Winter fog


Usually when the fog comes in, it is a timid guest. It burns off by midday, then pulls back to reveal the sun, a well-kept secret. But today was a tule day. Today, the air got progressively thicker, fuller, and wetter as the afternoon wore on. I stayed in my office later than normal, absorbed in an essay I am writing on Spain, and was completely unprepared when I emerged from Voorhies at 6 pm and wandered straight into the clouds. The air was mythic. Light from nearby lampposts cut through the fog in broad rays; inverse sunshine.

Within minutes, my coat and pants were streaked in dewdrops, little globules that glistened perversely in the evening light. It was difficult to see further than ten or twenty feet ahead; beyond that was gray emptiness. It made biking through Davis feel like jumping into a void, holding my breath as I trusted the path in front of me to stay a path. This is the kind of environment where stuff can happen. Mysterious stuff. Good stuff. Bad stuff. Surprising stuff. Stuff that can jump out at you.

As a child I associated tule fog with the endlessness of winter nights. It was inevitable; there would always be nights that felt too long or too strange or made it hard to see.

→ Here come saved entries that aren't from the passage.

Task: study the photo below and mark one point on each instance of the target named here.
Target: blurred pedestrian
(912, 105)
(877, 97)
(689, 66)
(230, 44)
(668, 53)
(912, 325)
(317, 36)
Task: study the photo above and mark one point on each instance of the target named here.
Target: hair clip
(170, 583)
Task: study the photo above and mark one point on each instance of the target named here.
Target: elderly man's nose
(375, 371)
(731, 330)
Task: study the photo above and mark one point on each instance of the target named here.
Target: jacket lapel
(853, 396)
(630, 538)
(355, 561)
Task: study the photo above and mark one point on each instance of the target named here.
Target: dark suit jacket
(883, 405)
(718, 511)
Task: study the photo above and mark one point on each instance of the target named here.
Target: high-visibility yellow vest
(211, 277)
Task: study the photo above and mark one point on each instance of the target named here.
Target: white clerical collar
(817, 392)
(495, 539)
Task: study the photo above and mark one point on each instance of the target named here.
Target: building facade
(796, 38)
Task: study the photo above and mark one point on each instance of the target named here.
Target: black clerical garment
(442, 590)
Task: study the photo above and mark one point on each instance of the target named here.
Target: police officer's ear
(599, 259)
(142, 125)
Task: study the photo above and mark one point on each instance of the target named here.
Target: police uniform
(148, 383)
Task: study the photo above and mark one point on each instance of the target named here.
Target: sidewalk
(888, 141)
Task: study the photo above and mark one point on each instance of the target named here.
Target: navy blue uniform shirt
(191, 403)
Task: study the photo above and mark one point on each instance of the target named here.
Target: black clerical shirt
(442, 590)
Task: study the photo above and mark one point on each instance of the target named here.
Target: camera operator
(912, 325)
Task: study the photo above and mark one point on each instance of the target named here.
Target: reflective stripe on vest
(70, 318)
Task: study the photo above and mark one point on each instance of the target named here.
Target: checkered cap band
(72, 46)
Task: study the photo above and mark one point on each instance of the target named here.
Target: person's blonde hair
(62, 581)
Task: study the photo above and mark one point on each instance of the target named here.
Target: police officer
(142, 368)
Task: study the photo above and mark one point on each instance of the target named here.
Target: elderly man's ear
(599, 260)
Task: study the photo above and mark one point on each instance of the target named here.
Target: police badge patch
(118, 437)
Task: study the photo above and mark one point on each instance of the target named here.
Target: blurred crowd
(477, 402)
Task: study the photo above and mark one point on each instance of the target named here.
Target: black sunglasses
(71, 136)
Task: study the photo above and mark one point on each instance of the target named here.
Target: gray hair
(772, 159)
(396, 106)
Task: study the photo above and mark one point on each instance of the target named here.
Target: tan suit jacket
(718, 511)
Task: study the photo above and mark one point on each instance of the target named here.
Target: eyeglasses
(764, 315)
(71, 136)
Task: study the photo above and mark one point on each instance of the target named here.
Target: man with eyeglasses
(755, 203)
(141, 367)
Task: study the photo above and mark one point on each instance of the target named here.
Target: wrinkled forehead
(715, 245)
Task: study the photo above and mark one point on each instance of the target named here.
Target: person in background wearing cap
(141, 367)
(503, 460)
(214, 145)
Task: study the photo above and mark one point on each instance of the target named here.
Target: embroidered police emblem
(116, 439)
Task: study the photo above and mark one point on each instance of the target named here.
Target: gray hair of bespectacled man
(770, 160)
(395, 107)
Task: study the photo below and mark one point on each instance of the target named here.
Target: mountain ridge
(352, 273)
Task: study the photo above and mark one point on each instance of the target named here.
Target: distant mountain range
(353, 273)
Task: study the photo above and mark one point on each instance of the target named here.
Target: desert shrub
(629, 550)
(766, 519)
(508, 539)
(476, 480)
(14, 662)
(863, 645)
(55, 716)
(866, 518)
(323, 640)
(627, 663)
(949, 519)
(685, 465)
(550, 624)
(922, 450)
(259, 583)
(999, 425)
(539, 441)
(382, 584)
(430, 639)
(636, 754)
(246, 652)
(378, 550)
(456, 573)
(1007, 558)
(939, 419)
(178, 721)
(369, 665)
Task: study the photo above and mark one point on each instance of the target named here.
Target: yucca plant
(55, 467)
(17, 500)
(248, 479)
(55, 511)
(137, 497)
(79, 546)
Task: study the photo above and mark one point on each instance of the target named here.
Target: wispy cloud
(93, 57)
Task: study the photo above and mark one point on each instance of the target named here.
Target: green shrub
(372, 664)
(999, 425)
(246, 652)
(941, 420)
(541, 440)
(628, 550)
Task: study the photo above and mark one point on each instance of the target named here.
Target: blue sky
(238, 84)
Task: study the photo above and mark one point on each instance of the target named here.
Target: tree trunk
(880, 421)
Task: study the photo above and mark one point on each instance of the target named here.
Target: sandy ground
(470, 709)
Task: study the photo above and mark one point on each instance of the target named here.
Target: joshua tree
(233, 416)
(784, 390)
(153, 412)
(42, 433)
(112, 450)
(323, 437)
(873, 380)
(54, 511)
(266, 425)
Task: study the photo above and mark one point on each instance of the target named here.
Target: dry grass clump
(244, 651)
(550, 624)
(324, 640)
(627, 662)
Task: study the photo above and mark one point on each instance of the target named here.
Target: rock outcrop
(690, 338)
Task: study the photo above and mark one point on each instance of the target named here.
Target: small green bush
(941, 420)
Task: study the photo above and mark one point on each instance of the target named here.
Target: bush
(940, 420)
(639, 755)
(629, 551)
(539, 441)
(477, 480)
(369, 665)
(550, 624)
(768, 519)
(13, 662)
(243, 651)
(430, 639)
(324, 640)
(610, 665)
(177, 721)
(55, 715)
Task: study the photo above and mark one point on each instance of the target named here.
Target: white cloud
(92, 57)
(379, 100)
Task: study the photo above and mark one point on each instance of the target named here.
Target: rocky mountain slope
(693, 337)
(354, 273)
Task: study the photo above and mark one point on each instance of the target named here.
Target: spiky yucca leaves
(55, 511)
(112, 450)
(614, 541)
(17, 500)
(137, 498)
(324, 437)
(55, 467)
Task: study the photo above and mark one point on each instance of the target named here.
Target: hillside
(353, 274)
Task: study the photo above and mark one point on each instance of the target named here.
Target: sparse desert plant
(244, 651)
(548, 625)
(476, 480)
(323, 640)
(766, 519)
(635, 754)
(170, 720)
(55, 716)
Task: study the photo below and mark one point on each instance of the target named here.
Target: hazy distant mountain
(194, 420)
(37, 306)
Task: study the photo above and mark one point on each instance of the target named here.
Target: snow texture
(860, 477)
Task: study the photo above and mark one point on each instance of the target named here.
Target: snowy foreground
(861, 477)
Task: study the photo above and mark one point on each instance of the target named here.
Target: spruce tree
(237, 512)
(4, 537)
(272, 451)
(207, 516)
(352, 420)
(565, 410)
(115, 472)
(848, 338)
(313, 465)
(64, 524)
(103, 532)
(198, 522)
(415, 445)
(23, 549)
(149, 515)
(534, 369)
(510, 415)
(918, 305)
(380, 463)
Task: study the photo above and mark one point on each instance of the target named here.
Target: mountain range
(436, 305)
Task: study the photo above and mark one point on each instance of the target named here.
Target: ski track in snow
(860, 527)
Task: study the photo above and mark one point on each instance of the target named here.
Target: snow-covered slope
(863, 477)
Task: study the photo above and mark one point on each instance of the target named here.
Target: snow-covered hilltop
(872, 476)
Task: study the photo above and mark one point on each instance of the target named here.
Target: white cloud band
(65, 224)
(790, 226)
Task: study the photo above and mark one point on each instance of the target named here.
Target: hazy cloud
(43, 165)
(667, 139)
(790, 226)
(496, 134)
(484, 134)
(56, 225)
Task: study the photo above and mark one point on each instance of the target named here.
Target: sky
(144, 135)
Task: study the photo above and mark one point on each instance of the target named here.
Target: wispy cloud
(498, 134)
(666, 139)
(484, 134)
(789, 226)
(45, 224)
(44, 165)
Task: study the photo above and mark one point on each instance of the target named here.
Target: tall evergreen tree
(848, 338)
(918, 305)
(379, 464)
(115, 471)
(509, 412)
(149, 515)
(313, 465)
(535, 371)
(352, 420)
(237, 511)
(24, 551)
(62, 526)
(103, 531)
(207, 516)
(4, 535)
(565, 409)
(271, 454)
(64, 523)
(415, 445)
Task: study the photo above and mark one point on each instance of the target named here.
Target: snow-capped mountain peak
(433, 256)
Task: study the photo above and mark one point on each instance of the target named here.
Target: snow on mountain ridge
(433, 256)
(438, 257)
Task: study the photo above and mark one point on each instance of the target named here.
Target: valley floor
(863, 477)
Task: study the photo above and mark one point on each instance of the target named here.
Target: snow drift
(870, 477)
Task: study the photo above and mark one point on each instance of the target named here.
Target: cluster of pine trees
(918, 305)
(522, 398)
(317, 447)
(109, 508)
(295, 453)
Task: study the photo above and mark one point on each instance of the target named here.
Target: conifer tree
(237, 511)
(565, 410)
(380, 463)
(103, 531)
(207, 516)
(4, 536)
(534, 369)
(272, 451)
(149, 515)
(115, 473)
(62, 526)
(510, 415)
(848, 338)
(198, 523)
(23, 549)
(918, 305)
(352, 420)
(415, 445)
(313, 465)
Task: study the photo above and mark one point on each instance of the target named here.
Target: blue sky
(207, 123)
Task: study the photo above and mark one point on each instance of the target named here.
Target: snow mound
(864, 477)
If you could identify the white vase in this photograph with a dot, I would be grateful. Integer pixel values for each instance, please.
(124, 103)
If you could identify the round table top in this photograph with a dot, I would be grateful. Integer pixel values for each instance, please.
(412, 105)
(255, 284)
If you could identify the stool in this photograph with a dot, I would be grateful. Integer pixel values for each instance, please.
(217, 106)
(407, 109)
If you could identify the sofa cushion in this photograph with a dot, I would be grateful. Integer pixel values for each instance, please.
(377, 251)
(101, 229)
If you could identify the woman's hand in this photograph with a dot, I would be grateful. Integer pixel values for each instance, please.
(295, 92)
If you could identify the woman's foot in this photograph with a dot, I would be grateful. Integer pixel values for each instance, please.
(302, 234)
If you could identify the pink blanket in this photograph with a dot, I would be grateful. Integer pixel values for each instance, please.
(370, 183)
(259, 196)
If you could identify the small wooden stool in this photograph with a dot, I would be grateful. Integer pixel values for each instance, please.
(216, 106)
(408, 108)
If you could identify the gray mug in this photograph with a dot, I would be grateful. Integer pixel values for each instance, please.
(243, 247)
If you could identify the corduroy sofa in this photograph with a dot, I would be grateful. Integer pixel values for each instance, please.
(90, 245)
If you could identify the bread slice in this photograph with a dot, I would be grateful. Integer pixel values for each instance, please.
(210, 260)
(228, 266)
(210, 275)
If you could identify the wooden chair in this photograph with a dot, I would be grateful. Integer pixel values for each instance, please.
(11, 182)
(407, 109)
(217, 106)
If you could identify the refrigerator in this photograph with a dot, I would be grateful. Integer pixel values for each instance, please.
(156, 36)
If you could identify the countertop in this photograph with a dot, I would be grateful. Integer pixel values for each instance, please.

I only recently learned that tule fog is particular to the Sacramento Valley, due to the fact that once the cold air enters the valley, it is shut inward by the Sierra Nevada mountains. It's turned in on itself, forced to confront itself in wet streaks from Sacramento clear to Redding, even as far as Bakersfield. Often the air above the low-lying fog is warmer and clearer. The sky cheats, I think. Maybe it does this to remind all of us how blind we actually are. To make us turn inwards as well.